Ce sont tous des exemples de problèmes qu'une 'politique de gauche' pourrait aborder. Mais vous tombez malheureusement dans les mêmes travers que vos prédécesseur·ses. Iels reprennent la rhétorique (de droite) sur les abus en matière d'asile, reprennent les préoccupations sécuritaires et vantent les procédures de 24 ou 48 heures ainsi que d'autres durcissements comme remède à la réduction des cas en suspens. Et cèdent à la tentation de taper sur le groupe de personnes déjà exposé au mépris du grand public : les jeunes hommes originaires d'Afrique du Nord. Cette politique ne veut pas voir plus loin que le bout de son nez, elle est lassante parce qu'elle n'est absolument pas nouvelle, elle fait de l’oeil à la droite politique et ne s'occupe en outre pas des causes, mais tout au plus des symptômes.

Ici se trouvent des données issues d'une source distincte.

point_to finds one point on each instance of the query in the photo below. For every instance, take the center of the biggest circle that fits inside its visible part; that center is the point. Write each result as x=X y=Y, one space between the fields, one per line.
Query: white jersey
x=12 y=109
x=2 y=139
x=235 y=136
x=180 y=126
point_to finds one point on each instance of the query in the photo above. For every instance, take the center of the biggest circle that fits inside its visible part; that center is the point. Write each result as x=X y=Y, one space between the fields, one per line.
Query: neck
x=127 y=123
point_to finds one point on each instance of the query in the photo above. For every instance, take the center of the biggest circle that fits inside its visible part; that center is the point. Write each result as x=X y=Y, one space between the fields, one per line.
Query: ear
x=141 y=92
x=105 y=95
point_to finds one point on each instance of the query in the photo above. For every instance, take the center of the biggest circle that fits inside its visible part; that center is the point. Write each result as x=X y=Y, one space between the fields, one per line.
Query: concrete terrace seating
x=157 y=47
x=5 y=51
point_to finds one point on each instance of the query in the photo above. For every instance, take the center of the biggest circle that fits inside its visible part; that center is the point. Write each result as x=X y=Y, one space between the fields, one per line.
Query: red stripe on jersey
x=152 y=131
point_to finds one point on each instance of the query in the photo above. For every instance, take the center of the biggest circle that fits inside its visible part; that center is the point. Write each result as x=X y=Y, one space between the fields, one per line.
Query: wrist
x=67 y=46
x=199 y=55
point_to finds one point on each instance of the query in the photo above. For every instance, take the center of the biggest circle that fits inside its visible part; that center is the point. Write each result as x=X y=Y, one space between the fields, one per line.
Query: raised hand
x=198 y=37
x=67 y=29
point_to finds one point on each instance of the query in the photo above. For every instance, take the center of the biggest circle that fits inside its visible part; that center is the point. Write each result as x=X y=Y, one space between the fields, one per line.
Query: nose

 Bien sûr, il est tentant d'annoncer à chaque fois une action ferme contre toutes les demandes d'asile prétendument vouées à l'échec, afin de faire preuve de crédibilité et de détermination, surtout en début de mandat. Reste à savoir si toutes ces demandes sont effectivement vouées à l'échec... et personne ne peut en juger à l'avance. Mais ce qui est clair, c'est que le fait de traiter ces demandes encore plus rapidement qu'auparavant n'a pas l'effet que vous prônez. Vous n’avez peut-être pas directement posé la question aux personnes concernées (si vous le souhaitez, vous savez où se trouve notre centre de conseil), mais vous ne croyez certainement pas sérieusement que les jeunes hommes originaires du Maghreb que vous visez ne savent pas ce qui les attend en Europe et ce qu'il en est ici. Ces personnes sont de toute façon et partout traitées comme - pardon - de la 'merde'. Ils n'arrivent pas en Europe avec l'intention de déposer une demande d'asile, mais ils essaient tout simplement de faire autre chose de leur vie que de ne rien faire du tout. Pour cela, ils se mettent en mouvement et revendiquent finalement la seule possibilité d'arriver que l'Europe et le système 'd'asile européen' autorisent encore pro forma : déposer une demande d'asile. Bien sûr, pour la plupart d'entre eux, ce n'est pas la bonne solution, tout le monde le sait. Mais tant qu'il n'existe pas d'alternative, vous pouvez frapper aussi fort que vous le voulez sur ce groupe de personnes, cela n'aura jamais l'effet (dissuasif) que vous prônez. Cette constatation est aujourd'hui si ancienne et si banale que vous le savez vous-même.

 Par conséquent, si vous voulez combattre la criminalité que le système d'asile abrite, reproduit et engendre à nouveau, ainsi que les chocs externes, vous devez vous occuper de la mise en place et de la construction d'alternatives sérieuses qui offrent une perspective : des modèles d'admission alternatifs au système d'asile, des soutiens financiers individuels plus généreux, des modèles de marché du travail flexibles, une possible réduction de l'immigration hautement qualifiée, etc. Vous voyez, il existe effectivement d'autres pistes de réflexion 'de gauche' dont la mise en œuvre n'a jamais été sérieusement examinée jusqu'à présent.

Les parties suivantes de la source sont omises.